В казематах Осовца Володя прочел нам целую лекцию об инженерном искусстве и крепостях первой мировой войны. И мы трепетали перед всеобъемлющей его эрудицией.
…И вот мы уже обходим пограничные посты. Пограничная тишина, столь знакомая Володе… На скольких восточных пограничных заставах пришлось побывать ему в прошлые годы! И вот теперь эта новая, западная. Маленький тусклый огонек мигает вдали… За границей… Там немецкие солдаты.
…И вот уже сидим мы втроем на каком-то пограничном хуторе и сочиняем последнюю корреспонденцию «Граница на замке».
«4 октября в 6 часов вечера по приказу командира полка рота лейтенанта Антоненко двинулась к границе и выделила первую заставу.
И первым часовым на самой границе стал Антоненко Павел, колхозник Ельнинского района, деревни Васильеве, а подчаском — боец Клюев…»
«Высоко в небе светят огни Большой Медведицы», — пишу я привычно.
— Саша, — горестно восклицает Луговской, — опять Большая Медведица! (Без «Медведицы» не обходился почти ни один наш очерк.) Саша… Прошу тебя. Не пиши так красиво. Похерь Медведицу…
«Темна осенняя ночь. По песчаной тропинке гуськом идем мы с караульным начальником и командиром роты к караулу. Вдали слышен лай собаки…»

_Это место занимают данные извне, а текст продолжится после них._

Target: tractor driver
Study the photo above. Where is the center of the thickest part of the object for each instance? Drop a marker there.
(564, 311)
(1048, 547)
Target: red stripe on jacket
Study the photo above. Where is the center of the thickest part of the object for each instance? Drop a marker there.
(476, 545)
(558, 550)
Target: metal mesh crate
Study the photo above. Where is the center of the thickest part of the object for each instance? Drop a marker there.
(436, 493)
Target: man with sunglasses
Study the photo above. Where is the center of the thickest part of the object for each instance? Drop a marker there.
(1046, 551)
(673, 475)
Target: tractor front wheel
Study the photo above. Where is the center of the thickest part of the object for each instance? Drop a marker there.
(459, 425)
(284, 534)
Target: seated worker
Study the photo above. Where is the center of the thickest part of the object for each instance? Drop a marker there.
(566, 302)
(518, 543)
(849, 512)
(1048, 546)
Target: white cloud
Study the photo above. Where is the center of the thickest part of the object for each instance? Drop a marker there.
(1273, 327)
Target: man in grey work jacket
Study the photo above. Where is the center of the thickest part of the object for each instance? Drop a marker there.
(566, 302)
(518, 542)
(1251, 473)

— Саша. — Луговской свирепеет. — Эта собака уже лает в пятом очерке… Похерь собаку…
Концовка. О пограничнике Муравьеве:
«На самом рубеже своей страны в последнем полевом карауле он, защитник своей родины, воин непобедимой армии освободителей. Граница на замке…»

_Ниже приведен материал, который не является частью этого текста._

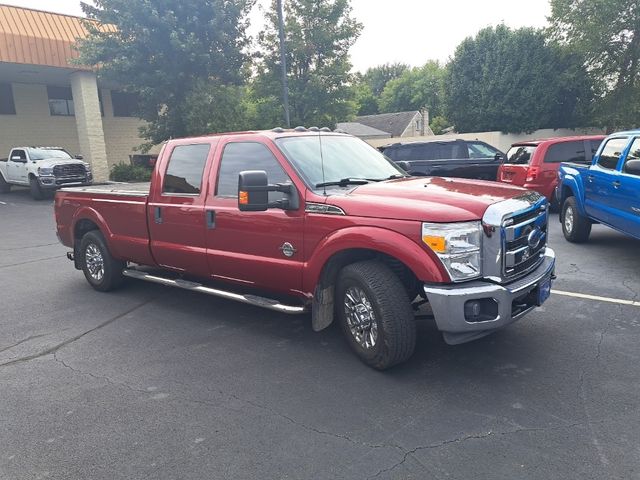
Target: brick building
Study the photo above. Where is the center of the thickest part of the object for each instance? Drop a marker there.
(47, 100)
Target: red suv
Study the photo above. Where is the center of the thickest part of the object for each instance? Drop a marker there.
(534, 164)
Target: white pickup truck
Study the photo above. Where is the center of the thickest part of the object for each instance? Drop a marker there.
(43, 170)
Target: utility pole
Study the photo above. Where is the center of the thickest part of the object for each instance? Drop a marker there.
(283, 62)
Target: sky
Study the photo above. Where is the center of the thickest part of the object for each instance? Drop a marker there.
(407, 31)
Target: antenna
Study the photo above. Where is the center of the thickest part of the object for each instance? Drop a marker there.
(322, 162)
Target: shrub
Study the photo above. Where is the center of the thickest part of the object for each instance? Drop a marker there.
(123, 172)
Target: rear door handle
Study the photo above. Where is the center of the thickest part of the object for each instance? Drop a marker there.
(211, 219)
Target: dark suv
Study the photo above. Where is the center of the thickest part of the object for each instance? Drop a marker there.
(447, 158)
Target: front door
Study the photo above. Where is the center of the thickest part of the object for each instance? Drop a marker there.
(627, 200)
(258, 249)
(176, 215)
(17, 167)
(600, 181)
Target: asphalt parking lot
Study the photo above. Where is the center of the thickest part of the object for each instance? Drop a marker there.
(150, 382)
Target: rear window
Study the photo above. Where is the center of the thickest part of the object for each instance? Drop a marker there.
(566, 152)
(520, 154)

И подписи: Александр Исбах, Владимир Луговской, Евг. Долматовский.
Я переписываю очерк начисто, а Луговской с Долматовским сочиняют уже только вдвоем новую песню:
Завтра на произвольный мотив (композитора еще нет) ее уже будут распевать пограничники.

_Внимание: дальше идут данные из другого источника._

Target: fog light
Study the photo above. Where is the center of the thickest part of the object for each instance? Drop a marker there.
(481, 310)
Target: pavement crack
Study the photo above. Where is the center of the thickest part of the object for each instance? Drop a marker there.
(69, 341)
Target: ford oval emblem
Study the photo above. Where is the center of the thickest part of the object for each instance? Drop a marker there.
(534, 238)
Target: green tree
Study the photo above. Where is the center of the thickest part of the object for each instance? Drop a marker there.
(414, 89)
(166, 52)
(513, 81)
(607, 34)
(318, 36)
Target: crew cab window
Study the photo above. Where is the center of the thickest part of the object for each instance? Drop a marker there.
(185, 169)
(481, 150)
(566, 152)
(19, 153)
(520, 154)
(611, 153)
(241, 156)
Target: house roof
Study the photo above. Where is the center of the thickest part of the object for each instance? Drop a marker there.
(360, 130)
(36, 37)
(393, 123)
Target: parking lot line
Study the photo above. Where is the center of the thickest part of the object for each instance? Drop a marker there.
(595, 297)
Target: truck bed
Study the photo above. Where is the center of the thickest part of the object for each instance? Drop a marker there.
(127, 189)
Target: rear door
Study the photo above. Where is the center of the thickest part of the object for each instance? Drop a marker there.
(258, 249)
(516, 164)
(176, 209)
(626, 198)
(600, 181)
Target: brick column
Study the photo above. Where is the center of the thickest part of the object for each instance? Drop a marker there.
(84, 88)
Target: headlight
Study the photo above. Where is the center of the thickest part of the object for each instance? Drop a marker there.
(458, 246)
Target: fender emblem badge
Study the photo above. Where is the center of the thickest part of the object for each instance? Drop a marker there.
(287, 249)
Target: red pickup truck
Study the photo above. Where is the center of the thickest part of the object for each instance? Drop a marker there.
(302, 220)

…И, конечно, апофеозом всего освободительного похода было Народное собрание в Белостоке. Его открыл своим докладом депутат Народного собрания Сергей Притыцкий, народный герой, подпольщик, стойкий ленинец, прошедший сквозь панские тюрьмы и пытки дефензивы. (Ныне С. О. Притыцкий — секретарь Центрального комитета Коммунистической партии Белоруссии.) Все подполье облетела весть о его легендарно смелом подвиге. Пробравшись в зал военного суда, где шел процесс над семнадцатью революционерами, выданными агентом дефензивы Стрельчуком, он в окружении шпаков, жандармов, судей, прокуроров застрелил провокатора.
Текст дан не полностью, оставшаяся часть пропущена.